His seat was at Tawstock Court, three miles south of Barnstaple in North Devon, which he rebuilt in the Elizabethan style in 1574, the date being sculpted on the surviving gatehouse.
A magnificent[7] and sumptuous[8] monument exists in St Peter's Church, Tawstock, incorporating recumbent effigies of William Bourchier, 3rd Earl of Bath and his wife Elizabeth Russell.
Two vines grow up on either side of the main effigies, on the dexter inhabited with heraldic escutcheons showing five generations of ancestry described by five shields of Bourchier impaling the arms of their wives.
At the feet of the Earl is his crest of the head in profile and shoulders of a bearded oriental man wearing a Phrygian cap with a pointed tasselled top flopped over.
The Bourchier crest was explained by John Weever (died 1632) as follows:[13] "In the hall of the manor house of Newton Hall in this parish (i.e. Little Dunmow, Essex) remaineth in an old painting two postures, the one for an ancestor of the Bourchiers, combatant with another, being a pagan king, for the truth of Christ, whom the said Englishman overcame and in memory thereof his descendants have ever since bore the head of the same infidel as also used the surname BOWSER, as I had it out of the collections of Augustin Vincent, Windsor Herald, deceased" The Phrygian cap is an iconographical symbol of Oriental kings.
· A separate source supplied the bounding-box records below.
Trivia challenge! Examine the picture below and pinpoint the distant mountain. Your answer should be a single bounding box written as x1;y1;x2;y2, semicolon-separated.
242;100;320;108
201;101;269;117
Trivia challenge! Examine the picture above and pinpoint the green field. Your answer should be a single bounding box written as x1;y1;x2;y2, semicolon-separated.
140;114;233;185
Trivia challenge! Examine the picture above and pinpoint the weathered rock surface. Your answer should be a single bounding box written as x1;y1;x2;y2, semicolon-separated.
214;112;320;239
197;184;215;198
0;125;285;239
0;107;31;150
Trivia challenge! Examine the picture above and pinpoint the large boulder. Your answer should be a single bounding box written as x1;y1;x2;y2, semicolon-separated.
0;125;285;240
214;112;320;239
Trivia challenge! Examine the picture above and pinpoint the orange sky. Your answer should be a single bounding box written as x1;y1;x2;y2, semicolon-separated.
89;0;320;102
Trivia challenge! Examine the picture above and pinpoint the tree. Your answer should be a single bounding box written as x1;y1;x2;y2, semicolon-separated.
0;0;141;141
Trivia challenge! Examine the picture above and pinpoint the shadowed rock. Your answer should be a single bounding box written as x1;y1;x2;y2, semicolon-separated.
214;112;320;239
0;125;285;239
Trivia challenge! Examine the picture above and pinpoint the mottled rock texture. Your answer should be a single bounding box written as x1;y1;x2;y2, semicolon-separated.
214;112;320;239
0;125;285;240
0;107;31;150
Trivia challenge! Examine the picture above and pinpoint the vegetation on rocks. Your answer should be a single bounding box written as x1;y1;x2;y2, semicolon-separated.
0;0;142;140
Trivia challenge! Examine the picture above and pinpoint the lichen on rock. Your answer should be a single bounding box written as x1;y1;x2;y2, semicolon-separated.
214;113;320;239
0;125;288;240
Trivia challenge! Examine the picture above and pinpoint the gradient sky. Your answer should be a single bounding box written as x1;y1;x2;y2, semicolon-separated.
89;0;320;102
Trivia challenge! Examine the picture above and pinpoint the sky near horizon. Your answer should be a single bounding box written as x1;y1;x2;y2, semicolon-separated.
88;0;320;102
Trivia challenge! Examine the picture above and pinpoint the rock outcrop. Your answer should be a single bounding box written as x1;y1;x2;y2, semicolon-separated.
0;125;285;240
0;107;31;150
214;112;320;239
Lege viator quae magnatum saxa rarissime loquuntur: vir probus et nobilis uter(que) hic situs est.
Vixit in hac ipsa Devonia cui datus est praefectus et provinciam triginta plus minus annis integerrime administravit.
Uxorem duxit lectissimam foeminam sociam huius sepulchri D(omi)nam Elizabetham Francisci Comitis Bedfordiensis filiam ex qua genuit Joh(an)em Robertum et Edwardum filios et Franciscam filiam e quibus Edwardum modo Comitem Bathoniensem solum reliquit superstitem ipsum clarissimae familiae suis quoq(ue) virtutibus et foelicissimo conjugio futurum ornamentum.
Read O Traveller what (grave)stones of the great very seldom speak: Here lies a man both upright and noble, William Bourchier Earl of Bath, deserving of eternal memory amongst men.
Top: Bathon(i)ae Com(i)ti Devonae praefecto memoriae ergo ("To the memory of the Earl of Bath therefore to the prefect (i.e. Lord Lieutenant) of Devon").
Below is a Latin epigram with some words in capitals, which may relate to a chronogram or other word-game: Quid sibi vult tumulus quidve haec insignia luctus est comes in superos ecce locumo tenens quare fles Devonia vel Bathonia quare ("If you wish to know what is this pile or why this great mourning, the Earl behold is above as place-holder (lieutenant), as weeps Devon and Bath").